これは何が映っているかというとLIMOの内部の様子が映っています。カメラの方向は調整しましたが、位置を調整していなかったのでカメラがLIMOの内部に埋まっている状態であることがこれで分かりました。
そのため3.3節で設定した"Transform"の"Orient"の上にある"Translate"の"X"を0.1、"Z"を0.05として、LIMOのカメラが実際にありそうなところに位置を調整しました。
4. シミュレーション結果
シミュレーションでは、LIMOを静止させた状態で、壁を前後および上下方向に移動させました。以下の動画は、その際のシミュレーション結果です。LIMOに搭載したカメラの映像から、壁がLIMOに対して相対的に前後上下に動いている様子が確認できました。

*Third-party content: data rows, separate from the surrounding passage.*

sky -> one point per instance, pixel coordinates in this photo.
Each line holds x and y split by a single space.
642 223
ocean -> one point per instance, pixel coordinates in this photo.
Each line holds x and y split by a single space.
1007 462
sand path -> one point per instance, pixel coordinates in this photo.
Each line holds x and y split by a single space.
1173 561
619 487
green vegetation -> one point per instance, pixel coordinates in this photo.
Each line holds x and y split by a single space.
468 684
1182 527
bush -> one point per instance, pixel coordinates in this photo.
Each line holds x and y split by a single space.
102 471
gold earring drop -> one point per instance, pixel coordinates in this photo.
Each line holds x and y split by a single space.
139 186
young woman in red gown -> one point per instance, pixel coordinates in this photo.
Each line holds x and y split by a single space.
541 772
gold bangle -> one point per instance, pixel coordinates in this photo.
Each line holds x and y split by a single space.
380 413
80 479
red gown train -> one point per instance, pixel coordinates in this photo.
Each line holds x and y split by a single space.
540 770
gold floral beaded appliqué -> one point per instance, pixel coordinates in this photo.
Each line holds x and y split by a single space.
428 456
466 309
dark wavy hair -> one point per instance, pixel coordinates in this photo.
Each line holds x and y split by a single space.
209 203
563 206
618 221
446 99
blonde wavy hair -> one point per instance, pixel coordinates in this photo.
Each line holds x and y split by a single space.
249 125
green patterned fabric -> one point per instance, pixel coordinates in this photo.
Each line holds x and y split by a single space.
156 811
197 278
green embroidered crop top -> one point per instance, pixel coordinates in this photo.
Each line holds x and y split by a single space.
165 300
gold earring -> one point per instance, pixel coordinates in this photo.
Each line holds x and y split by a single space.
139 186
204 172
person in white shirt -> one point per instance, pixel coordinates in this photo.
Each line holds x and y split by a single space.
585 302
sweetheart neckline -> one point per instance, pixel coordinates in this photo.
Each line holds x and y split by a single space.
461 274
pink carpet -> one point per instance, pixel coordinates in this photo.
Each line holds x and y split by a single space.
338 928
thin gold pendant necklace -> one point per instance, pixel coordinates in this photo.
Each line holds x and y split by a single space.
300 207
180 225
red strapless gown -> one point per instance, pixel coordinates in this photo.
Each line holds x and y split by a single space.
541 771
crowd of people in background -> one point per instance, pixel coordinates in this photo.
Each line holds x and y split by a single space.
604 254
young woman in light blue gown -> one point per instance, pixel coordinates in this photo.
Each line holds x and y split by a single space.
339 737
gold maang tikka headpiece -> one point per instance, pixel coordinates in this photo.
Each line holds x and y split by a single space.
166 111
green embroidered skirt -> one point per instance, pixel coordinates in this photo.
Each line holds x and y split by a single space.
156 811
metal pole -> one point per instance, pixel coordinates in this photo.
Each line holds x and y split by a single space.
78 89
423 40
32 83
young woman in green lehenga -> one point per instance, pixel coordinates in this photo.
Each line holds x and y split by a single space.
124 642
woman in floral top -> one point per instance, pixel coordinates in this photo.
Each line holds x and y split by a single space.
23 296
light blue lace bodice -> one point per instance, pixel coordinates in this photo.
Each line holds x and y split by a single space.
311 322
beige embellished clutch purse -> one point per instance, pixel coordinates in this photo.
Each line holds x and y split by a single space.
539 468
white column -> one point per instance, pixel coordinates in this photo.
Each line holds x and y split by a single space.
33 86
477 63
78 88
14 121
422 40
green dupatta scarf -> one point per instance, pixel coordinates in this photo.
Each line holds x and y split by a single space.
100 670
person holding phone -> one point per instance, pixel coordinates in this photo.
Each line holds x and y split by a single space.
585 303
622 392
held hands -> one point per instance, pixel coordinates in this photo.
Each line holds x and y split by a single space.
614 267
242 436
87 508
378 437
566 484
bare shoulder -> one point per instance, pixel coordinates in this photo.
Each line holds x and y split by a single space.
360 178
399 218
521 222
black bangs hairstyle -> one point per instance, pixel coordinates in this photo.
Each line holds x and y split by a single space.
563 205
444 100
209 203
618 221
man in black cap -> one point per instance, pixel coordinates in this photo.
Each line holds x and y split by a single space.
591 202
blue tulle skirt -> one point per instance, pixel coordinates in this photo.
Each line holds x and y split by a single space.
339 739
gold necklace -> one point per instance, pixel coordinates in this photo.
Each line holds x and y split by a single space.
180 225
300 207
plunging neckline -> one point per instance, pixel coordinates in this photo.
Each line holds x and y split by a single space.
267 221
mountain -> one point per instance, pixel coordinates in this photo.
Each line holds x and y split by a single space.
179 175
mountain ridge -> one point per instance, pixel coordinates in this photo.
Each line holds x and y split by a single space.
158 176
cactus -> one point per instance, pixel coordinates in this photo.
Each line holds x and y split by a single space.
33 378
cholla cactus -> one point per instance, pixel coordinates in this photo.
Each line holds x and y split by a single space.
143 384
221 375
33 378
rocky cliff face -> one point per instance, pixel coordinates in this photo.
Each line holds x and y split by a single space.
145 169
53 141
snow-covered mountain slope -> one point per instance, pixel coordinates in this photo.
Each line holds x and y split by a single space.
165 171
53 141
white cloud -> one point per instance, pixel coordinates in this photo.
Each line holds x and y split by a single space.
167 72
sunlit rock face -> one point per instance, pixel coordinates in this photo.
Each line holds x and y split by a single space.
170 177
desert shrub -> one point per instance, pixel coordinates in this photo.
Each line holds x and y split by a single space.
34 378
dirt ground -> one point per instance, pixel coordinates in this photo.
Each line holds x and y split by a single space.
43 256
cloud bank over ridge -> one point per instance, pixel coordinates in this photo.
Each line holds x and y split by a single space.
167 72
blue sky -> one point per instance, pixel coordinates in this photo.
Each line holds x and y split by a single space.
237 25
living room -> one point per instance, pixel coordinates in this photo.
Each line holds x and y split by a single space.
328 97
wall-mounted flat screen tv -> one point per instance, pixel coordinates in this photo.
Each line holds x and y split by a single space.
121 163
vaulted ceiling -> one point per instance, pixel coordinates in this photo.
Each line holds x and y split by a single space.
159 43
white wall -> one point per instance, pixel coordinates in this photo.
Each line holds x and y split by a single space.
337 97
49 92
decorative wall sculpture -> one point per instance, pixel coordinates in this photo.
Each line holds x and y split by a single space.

次に、シミュレーション上で走行経路の両側に垂直な壁を作成しました。その後、シミュレーションを開始し、LIMOに以下の前進のコマンドを送信しました。
source /opt/ros/humble/setup.bash
ros2 topic pub /cmd_vel geometry_msgs/Twist '{linear: {x: 0.2, y: 0.0, z: 0.0}, angular: {x: 0.0, y: 0.0,z: 0.0}}'
以下の動画は、その際のシミュレーション結果です。LIMOに搭載したカメラの映像から、LIMOが切り立った壁の間を走行している様子が確認できました。
5. まとめ
[2]の記事の手順を参考に、私の環境でもLIMOのロボットモデルにカメラを追加し、そのカメラで周辺環境を確認することができました。この件は今後、Visual SLAMの試行につなげていきたいと考えています。ただ、まだLidarを用いた2D SLAMすら実現できていないため、まずはそこに取り組みたいと思っています。そのため次回はIsaac Sim上でLIMOにLidarを追加し、周辺環境の情報を取得できるかを試行する予定です。